No it won’t, said Meredith Bragg and Nick Gillespie in Reason.com. The world’s thirst for oil is greater than ever. If America doesn’t build a pipeline heading south to our refineries, Canada will build one going west to a Pacific port in British Columbia, where “it’ll just get bought by China and other countries looking for cheap and plentiful energy.” That’s one reason Obama is unlikely to side with the environmentalists this time, said Byron York in WashingtonExaminer.com. Another is that the AFL-CIO badly covets the tens of thousands of good jobs the Keystone project would create for “skilled craft professionals” left jobless in this moribund economy. With polls showing most Americans supporting the pipeline, “it’s hard to see Obama saying no.”
That would be a painful defeat for climate activists, said Andrew Revkin in The New York Times.

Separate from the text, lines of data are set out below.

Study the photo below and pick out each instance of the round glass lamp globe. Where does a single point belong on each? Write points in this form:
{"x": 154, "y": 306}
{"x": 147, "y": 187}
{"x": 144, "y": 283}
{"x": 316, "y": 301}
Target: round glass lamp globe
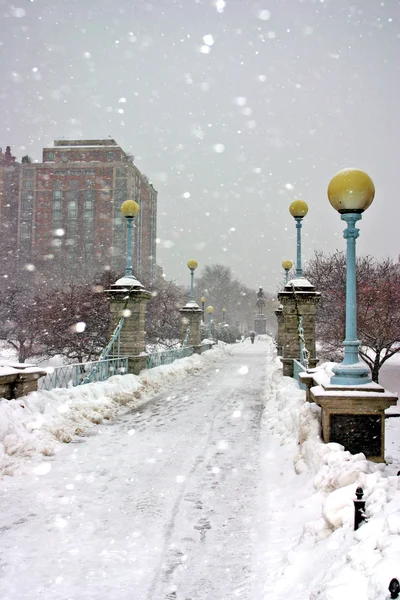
{"x": 130, "y": 208}
{"x": 298, "y": 209}
{"x": 192, "y": 264}
{"x": 287, "y": 265}
{"x": 351, "y": 190}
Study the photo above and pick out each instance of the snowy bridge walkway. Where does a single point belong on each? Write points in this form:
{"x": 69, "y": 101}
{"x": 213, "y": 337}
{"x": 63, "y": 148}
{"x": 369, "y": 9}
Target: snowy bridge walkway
{"x": 165, "y": 503}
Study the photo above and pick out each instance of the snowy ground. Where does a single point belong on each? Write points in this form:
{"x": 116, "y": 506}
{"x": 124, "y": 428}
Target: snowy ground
{"x": 217, "y": 487}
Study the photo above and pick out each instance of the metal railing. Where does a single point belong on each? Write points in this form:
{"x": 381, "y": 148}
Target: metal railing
{"x": 167, "y": 356}
{"x": 77, "y": 374}
{"x": 111, "y": 352}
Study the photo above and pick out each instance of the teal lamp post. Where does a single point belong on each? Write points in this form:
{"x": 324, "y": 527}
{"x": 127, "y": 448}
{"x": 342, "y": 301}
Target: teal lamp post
{"x": 298, "y": 209}
{"x": 203, "y": 302}
{"x": 192, "y": 264}
{"x": 351, "y": 192}
{"x": 130, "y": 210}
{"x": 209, "y": 311}
{"x": 287, "y": 265}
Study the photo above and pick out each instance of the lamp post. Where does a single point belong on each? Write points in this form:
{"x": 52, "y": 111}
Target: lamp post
{"x": 209, "y": 311}
{"x": 203, "y": 302}
{"x": 298, "y": 209}
{"x": 351, "y": 192}
{"x": 192, "y": 264}
{"x": 287, "y": 265}
{"x": 129, "y": 209}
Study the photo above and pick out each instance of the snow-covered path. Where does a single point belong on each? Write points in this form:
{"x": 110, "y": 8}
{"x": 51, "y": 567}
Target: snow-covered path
{"x": 164, "y": 503}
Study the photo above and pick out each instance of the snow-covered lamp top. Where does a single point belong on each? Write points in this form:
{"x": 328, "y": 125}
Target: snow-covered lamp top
{"x": 351, "y": 190}
{"x": 298, "y": 209}
{"x": 287, "y": 265}
{"x": 192, "y": 264}
{"x": 130, "y": 208}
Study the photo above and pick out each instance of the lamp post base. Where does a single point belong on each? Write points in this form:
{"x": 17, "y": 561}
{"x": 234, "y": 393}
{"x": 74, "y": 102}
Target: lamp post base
{"x": 355, "y": 374}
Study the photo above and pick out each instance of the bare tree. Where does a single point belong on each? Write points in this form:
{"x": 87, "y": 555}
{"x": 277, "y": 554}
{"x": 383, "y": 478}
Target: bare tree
{"x": 21, "y": 322}
{"x": 163, "y": 320}
{"x": 378, "y": 306}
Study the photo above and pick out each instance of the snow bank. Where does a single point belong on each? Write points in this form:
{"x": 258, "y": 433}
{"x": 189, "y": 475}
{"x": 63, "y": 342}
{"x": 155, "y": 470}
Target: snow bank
{"x": 347, "y": 564}
{"x": 37, "y": 424}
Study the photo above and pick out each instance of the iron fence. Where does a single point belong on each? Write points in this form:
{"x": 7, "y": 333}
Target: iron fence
{"x": 77, "y": 374}
{"x": 167, "y": 356}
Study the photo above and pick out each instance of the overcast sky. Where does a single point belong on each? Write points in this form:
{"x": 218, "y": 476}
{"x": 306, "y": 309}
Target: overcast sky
{"x": 232, "y": 108}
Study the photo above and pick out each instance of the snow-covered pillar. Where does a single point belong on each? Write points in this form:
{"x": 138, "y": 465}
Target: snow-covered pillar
{"x": 128, "y": 299}
{"x": 279, "y": 335}
{"x": 298, "y": 298}
{"x": 192, "y": 316}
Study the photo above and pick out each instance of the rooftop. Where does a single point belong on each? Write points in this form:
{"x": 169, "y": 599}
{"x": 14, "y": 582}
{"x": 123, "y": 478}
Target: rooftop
{"x": 85, "y": 143}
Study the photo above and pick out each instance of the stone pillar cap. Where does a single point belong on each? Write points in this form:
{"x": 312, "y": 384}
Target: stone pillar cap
{"x": 300, "y": 283}
{"x": 126, "y": 284}
{"x": 192, "y": 305}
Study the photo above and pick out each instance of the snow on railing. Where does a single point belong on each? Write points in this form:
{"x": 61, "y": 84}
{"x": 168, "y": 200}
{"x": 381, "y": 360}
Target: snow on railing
{"x": 77, "y": 374}
{"x": 168, "y": 356}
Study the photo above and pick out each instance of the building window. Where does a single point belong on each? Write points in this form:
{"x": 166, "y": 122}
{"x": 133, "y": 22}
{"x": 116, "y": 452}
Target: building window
{"x": 121, "y": 184}
{"x": 72, "y": 210}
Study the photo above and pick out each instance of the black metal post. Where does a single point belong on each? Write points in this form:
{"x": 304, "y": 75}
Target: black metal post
{"x": 394, "y": 588}
{"x": 359, "y": 508}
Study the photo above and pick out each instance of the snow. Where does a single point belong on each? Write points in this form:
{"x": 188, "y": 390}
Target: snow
{"x": 203, "y": 479}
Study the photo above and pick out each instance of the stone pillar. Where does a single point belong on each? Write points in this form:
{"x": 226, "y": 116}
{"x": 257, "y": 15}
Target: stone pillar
{"x": 354, "y": 416}
{"x": 298, "y": 297}
{"x": 128, "y": 298}
{"x": 191, "y": 317}
{"x": 260, "y": 324}
{"x": 279, "y": 335}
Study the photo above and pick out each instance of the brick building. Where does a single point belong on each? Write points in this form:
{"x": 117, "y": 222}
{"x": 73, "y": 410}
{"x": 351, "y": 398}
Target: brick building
{"x": 69, "y": 207}
{"x": 9, "y": 192}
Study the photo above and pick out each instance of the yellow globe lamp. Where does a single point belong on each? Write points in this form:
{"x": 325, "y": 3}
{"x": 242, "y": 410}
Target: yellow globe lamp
{"x": 130, "y": 208}
{"x": 287, "y": 265}
{"x": 193, "y": 264}
{"x": 351, "y": 191}
{"x": 298, "y": 209}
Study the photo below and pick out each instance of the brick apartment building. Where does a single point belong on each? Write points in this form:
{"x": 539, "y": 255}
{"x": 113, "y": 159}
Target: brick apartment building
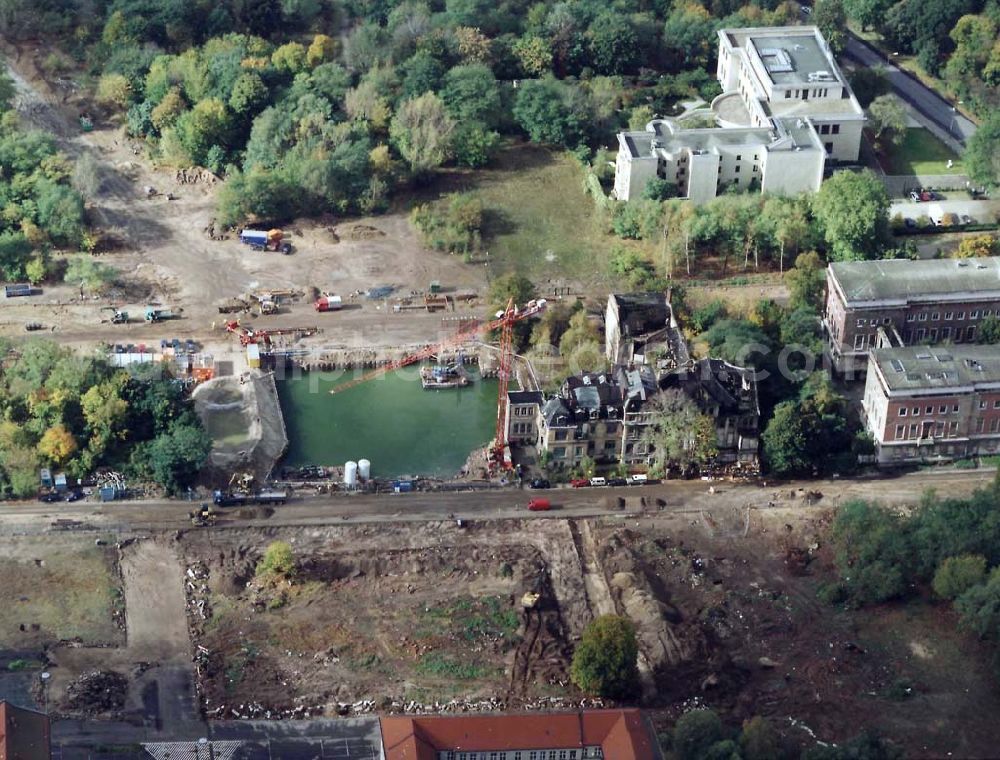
{"x": 584, "y": 735}
{"x": 916, "y": 302}
{"x": 933, "y": 402}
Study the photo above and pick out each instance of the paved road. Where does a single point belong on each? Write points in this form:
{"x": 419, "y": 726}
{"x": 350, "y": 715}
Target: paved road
{"x": 925, "y": 100}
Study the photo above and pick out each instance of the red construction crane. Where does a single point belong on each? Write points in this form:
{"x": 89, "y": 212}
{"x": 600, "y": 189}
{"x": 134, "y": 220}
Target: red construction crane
{"x": 504, "y": 321}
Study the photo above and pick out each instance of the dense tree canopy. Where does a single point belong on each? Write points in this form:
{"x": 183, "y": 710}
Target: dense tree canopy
{"x": 77, "y": 412}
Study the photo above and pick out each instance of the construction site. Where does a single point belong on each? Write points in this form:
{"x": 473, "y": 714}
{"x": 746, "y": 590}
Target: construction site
{"x": 421, "y": 613}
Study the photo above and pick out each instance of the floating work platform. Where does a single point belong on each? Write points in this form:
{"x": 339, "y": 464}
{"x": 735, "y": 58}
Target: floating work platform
{"x": 438, "y": 376}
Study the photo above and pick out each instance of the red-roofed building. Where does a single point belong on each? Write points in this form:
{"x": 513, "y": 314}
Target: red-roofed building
{"x": 583, "y": 735}
{"x": 24, "y": 734}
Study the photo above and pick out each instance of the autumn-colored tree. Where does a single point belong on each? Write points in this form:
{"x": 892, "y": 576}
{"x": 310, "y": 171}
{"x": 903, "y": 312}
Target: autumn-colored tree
{"x": 57, "y": 445}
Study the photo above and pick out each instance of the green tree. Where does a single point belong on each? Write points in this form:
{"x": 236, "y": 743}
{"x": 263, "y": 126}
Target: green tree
{"x": 809, "y": 433}
{"x": 605, "y": 662}
{"x": 868, "y": 83}
{"x": 760, "y": 740}
{"x": 695, "y": 732}
{"x": 680, "y": 434}
{"x": 852, "y": 209}
{"x": 547, "y": 110}
{"x": 474, "y": 145}
{"x": 874, "y": 554}
{"x": 979, "y": 607}
{"x": 614, "y": 47}
{"x": 982, "y": 153}
{"x": 988, "y": 331}
{"x": 249, "y": 94}
{"x": 278, "y": 562}
{"x": 956, "y": 575}
{"x": 830, "y": 17}
{"x": 807, "y": 281}
{"x": 176, "y": 457}
{"x": 887, "y": 115}
{"x": 470, "y": 93}
{"x": 421, "y": 131}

But in their idealistic concern about climate change, they’re ignoring an unavoidable reality: The world’s insatiable demand for oil will be met one way or another. If the supply doesn’t come from Canada or the U.S., it will come from backward places like Nigeria, where frequent oil spills and unregulated pollution foul the water, kill wildlife, and poison the population. So until a real alternative to oil exists, we’re better off filling the demand from “responsibly managed and regulated sources” than from countries “where oil wealth benefits few and the costs of extraction are borne by many.”